Note: $n = N/\ell$, so $n^2 \ell = N^2/\ell$. The inductance scales as the square of the number of turns.

Step 1: When current I flows through an inductor, the back-EMF is

$$\mathcal{E}_{\text{back}} = -L\frac{dI}{dt}$$

Step 2: The power delivered to the inductor (work per unit time against back-EMF)

$$P = -\mathcal{E}_{\text{back}} \cdot I = LI\frac{dI}{dt}$$

Step 3: Integrate from I = 0 to I = I_f to find total energy stored

$$W = \int_0^{I_f} P\,dt = \int_0^{I_f} LI\,dI = L\left[\frac{I^2}{2}\right]_0^{I_f} = \frac{1}{2}LI_f^2$$

Step 4: For a solenoid, substitute L = μ₀n²Aℓ and B = μ₀nI

$$W = \frac{1}{2}(\mu_0 n^2 A\ell)I^2 = \frac{1}{2\mu_0}(\mu_0 nI)^2 \cdot (A\ell) = \frac{1}{2\mu_0}B^2 \cdot V$$

where $V = A\ell$ is the volume of the solenoid.

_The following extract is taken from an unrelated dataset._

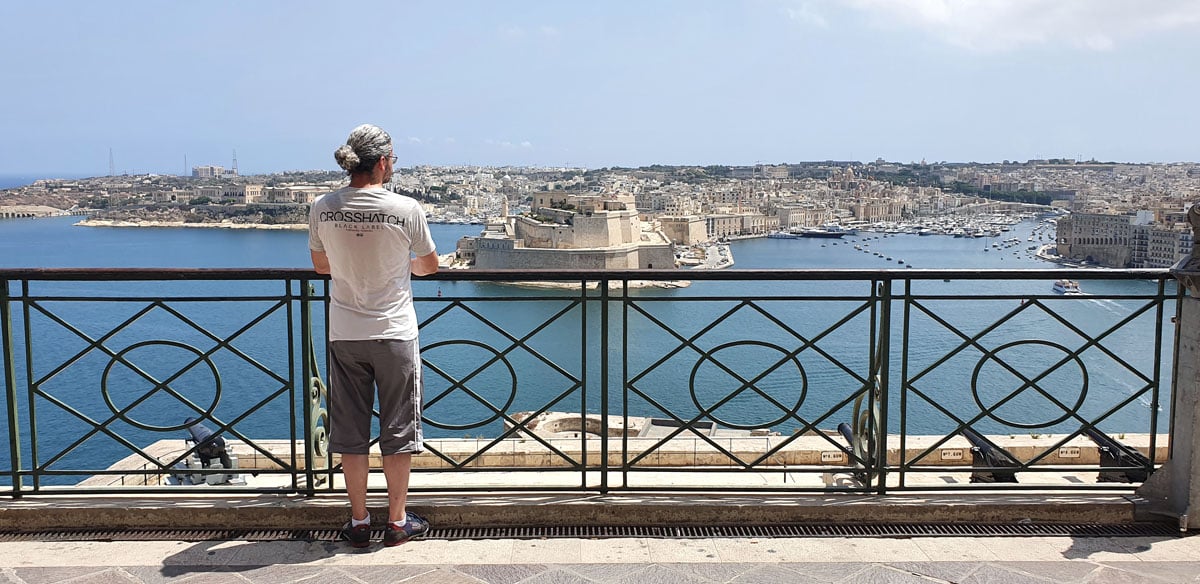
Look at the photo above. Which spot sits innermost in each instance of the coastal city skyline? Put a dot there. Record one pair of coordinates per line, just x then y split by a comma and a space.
157, 88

Step 5: Identify the magnetic energy density

$$u_B = \frac{W}{V} = \frac{B^2}{2\mu_0}$$

Step 6: Generalize — for any magnetic field configuration, the total energy is the volume integral

$$\boxed{W = \frac{1}{2}LI^2 = \frac{1}{2\mu_0}\int_{\text{all space}} B^2\,d\tau}$$

The energy is stored in the magnetic field itself, distributed throughout space with density $u_B = B^2/(2\mu_0)$.